Jamie's musical education started early , "Me Ma made me have guitar lessons when I was young, and I fucking hated it, because she wanted me to do classical to try and get into decent schools, she was dead orientated on putting my education first and all that shit. At a young ages I didn't get it but I must admit and I thank her now with what I'm doing." Jamie talks about the early impact of working class heroes. "I was too young for the Brit thing but from an early age Oasis fascinated me. When I read John Lennon was a big influence on Liam I got into Lennon really quickly as well Liam's voice just made me want to sing along, his presence on stage and how he could hold an audience I loved it. I remember just looking at him and thinking that's cool as fuck that." Like the Gallagher's, Jamie learnt to sing on the terraces with his beloved Liverpool FC, and his obvious talent didn't go unnoticed. "I used to sing loads at the footy, I knew my voice was dead loud and that was a massive confidence boost cos people would hear me and tell me I was decent."
It was through the club and their legendary BOSS nights that Jamie's journey really started to take off. "I started doing cover gigs round town for a bit of extra cash, still writing my own songs but basically singing what people liked. Stuff by The Jam, Oasis, The Coral and Dylan but with BOSS, I was quite a popular lad in the circles within Liverpool, especially at the match. Every European away I was there, then some lads found out I play a few tunes and I started doing a couple of gigs at the back end of Liverpool games. No one had any idea it was going to take off the way it did, we're just doing it because we loved it, we love football and we love music at the same time and we wanted to bring it together." It's gone from the pubs and clubs of Liverpool to arenas and European Cup Final Fan Parks, in which Jamie has been integral to, something he is immensely proud of. "It's been a great ride and will continue to be, the laces I've been the rooms I've been in, the people I've met, and I feel proud that there's other kids around Liverpool now doing the same thing, so it's nice to know I've been a little pioneer in that sort of culture for those years." This platform also gave Jamie the opportunity to weave in songs of his own, which in their own right have become firm fan favourites, "Weekend in Paradise" in particular, a surreal experience for Jamie. "The dream for every musician is to have your lyrics define a moment when I saw that banner in Madrid (at the European Cup Final) in front of 60,000 people, a song I wrote, have been playing round all the boozers for years, you think "fucking hell, my tune has been part of the soundtrack for their journey, it's unbelievable."

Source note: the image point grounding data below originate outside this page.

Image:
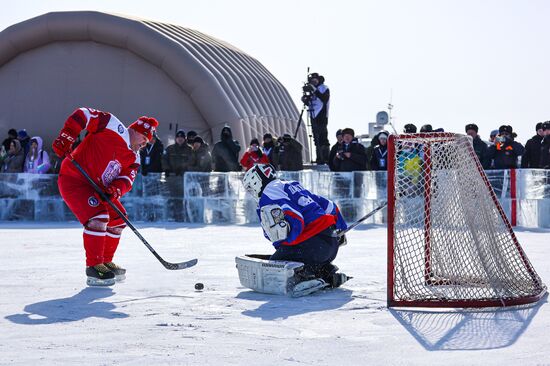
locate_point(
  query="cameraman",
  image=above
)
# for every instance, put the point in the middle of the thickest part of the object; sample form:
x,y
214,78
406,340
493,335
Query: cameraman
x,y
288,154
316,98
505,151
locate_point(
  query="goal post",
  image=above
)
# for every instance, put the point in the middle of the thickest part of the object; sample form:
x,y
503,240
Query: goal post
x,y
450,243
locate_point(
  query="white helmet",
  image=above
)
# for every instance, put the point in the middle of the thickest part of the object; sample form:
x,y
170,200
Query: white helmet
x,y
257,177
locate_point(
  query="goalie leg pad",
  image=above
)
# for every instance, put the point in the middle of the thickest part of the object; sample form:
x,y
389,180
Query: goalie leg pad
x,y
308,287
268,276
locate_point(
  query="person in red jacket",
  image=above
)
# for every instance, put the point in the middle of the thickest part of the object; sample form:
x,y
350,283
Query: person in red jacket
x,y
110,155
254,155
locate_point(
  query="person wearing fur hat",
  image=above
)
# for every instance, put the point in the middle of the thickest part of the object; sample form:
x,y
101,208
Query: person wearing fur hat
x,y
254,155
38,160
480,147
505,151
110,156
379,159
151,156
531,158
334,149
225,154
25,140
15,158
202,160
352,156
545,148
177,157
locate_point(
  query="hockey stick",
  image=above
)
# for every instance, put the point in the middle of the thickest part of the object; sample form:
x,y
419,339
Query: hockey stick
x,y
167,265
343,232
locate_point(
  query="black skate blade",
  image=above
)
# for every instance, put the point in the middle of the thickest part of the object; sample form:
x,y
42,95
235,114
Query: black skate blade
x,y
92,281
181,265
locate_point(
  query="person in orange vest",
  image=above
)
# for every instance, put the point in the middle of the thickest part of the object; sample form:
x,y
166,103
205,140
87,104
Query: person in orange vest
x,y
505,151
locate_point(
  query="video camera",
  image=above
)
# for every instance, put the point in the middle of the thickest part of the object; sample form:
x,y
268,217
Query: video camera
x,y
308,89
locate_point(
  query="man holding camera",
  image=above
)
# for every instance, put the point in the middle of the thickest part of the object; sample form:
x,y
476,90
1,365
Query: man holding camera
x,y
505,151
316,98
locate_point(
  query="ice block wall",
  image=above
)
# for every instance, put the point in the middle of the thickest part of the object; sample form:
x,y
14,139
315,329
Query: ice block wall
x,y
219,198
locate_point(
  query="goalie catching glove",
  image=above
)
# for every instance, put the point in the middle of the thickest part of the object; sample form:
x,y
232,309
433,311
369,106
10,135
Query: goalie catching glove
x,y
275,226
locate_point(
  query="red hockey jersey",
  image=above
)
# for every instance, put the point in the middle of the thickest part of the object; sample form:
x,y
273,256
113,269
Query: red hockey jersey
x,y
105,153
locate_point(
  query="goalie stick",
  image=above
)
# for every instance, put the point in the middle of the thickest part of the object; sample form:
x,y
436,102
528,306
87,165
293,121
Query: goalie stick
x,y
167,265
343,232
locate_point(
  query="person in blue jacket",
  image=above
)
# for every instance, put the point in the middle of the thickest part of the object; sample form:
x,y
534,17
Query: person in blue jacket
x,y
302,226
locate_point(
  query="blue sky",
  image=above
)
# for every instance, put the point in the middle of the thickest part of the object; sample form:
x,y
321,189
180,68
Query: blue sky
x,y
447,63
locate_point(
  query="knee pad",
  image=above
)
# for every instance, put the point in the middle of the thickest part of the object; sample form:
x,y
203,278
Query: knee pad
x,y
115,230
97,224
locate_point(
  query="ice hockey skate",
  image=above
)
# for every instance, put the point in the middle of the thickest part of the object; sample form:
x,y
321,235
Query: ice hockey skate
x,y
99,275
120,273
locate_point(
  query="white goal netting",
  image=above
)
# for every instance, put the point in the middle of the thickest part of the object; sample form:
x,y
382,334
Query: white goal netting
x,y
449,242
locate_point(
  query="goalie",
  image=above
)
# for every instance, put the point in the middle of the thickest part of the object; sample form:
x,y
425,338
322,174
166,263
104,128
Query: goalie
x,y
302,226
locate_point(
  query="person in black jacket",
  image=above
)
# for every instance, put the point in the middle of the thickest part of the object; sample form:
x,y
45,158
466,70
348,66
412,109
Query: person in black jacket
x,y
352,156
379,159
12,135
225,153
505,151
545,146
334,149
288,154
202,160
531,158
269,147
480,147
151,156
317,99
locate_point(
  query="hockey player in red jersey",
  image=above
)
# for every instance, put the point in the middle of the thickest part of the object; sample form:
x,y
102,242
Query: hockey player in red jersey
x,y
110,155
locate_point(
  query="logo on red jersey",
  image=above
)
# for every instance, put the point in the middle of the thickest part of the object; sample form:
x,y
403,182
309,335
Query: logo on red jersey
x,y
111,172
92,201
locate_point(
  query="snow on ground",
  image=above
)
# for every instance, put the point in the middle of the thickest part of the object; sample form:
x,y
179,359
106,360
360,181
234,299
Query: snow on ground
x,y
48,315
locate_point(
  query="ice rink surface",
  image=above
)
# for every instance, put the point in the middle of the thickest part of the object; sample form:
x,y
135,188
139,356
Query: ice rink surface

With a growing fan base of loyal fans across the world all hungry for his music, Jamie will now have his say, with his songs and with a pertinent message. "Definitely with this album I want to capture myself and others, not just in Liverpool. It's relevant to people in Manchester, Sheffield, Glasgow, Edinburgh and even down South. There's working class communities everywhere. We all go through the same things, I like to think my upbringing, even though it's in a different place in the world, we all have similar shared experiences whether you are from Manchester, Glasgow, Newcastle, Naples or anywhere else." With his hero Bob Dylan a constant influence when writing, Jamie also looks to one of today's stars for inspiration. "I admire what Gerry Cinnamon is saying, He's writing from the heart and people are connecting with it, and that's what I want to do, have people connect with me and sing every word because they know exactly where it comes from and they feel It when they sing it, that's what I want."

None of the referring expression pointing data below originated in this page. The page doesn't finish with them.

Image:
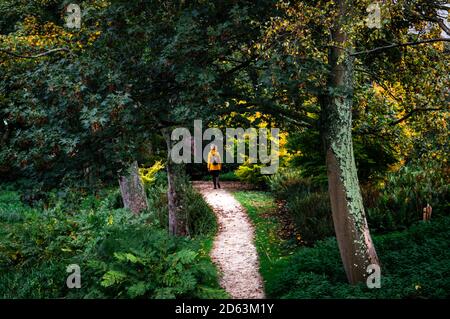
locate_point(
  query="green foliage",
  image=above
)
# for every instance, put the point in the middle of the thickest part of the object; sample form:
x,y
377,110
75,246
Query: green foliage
x,y
402,195
414,265
271,249
120,255
251,173
307,202
149,175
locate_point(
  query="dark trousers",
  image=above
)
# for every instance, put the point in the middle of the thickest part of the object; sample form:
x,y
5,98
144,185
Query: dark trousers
x,y
215,175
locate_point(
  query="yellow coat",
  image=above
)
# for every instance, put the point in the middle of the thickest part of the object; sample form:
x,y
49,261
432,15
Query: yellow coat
x,y
211,166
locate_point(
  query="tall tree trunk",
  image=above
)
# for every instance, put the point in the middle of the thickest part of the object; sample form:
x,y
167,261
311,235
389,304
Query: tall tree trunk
x,y
177,221
132,190
352,232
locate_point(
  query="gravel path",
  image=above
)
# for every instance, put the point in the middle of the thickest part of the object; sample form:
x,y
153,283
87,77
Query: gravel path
x,y
233,250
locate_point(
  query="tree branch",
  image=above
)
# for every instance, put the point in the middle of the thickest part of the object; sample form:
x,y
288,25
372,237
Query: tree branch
x,y
411,113
34,56
396,45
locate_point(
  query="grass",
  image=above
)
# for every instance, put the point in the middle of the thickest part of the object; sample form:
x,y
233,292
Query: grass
x,y
414,262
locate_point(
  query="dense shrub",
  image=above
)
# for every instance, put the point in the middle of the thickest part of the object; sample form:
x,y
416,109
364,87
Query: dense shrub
x,y
403,194
307,202
120,255
414,264
251,174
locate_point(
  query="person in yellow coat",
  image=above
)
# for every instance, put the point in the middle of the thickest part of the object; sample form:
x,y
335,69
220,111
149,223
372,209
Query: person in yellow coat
x,y
214,165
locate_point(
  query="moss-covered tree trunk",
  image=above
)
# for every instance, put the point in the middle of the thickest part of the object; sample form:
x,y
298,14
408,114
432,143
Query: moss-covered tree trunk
x,y
352,232
132,190
177,220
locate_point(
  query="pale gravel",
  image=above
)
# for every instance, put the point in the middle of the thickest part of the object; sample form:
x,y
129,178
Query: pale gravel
x,y
233,250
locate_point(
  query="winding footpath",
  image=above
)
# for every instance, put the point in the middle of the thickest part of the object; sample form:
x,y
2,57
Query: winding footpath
x,y
233,251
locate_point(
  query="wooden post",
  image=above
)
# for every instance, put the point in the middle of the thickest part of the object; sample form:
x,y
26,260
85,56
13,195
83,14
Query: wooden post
x,y
132,190
427,212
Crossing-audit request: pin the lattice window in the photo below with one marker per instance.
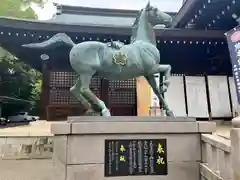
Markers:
(62, 79)
(122, 92)
(122, 97)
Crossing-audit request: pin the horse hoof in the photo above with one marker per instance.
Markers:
(169, 113)
(106, 113)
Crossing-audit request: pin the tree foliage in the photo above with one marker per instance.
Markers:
(17, 79)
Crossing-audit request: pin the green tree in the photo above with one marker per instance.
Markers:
(17, 79)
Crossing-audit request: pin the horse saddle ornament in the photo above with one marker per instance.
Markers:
(120, 58)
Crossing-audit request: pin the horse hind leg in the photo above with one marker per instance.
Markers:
(97, 104)
(152, 82)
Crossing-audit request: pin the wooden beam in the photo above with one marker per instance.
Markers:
(50, 27)
(44, 96)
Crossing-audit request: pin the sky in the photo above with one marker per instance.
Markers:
(164, 5)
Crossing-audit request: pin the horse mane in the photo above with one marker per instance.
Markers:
(135, 27)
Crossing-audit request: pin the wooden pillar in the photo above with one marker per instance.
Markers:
(143, 97)
(44, 98)
(235, 148)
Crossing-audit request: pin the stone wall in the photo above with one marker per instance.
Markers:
(26, 147)
(216, 158)
(221, 157)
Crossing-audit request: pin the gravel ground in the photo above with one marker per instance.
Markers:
(28, 170)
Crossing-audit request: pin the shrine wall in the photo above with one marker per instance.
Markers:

Jamie's lyrics are honest and touching, with that sense of understanding that comes from a working class upbringing. Marrying the best of football and music culture Jamie wants to "make you feel part of something." Just as watching your favourite band or football team does. "When you're stood there at a game or a gig with your mates, letting off all your steam, this is what it's all about, That is what footy and music does. It breaks down barriers and borders, it doesn't discriminate. It's just a beautiful thing."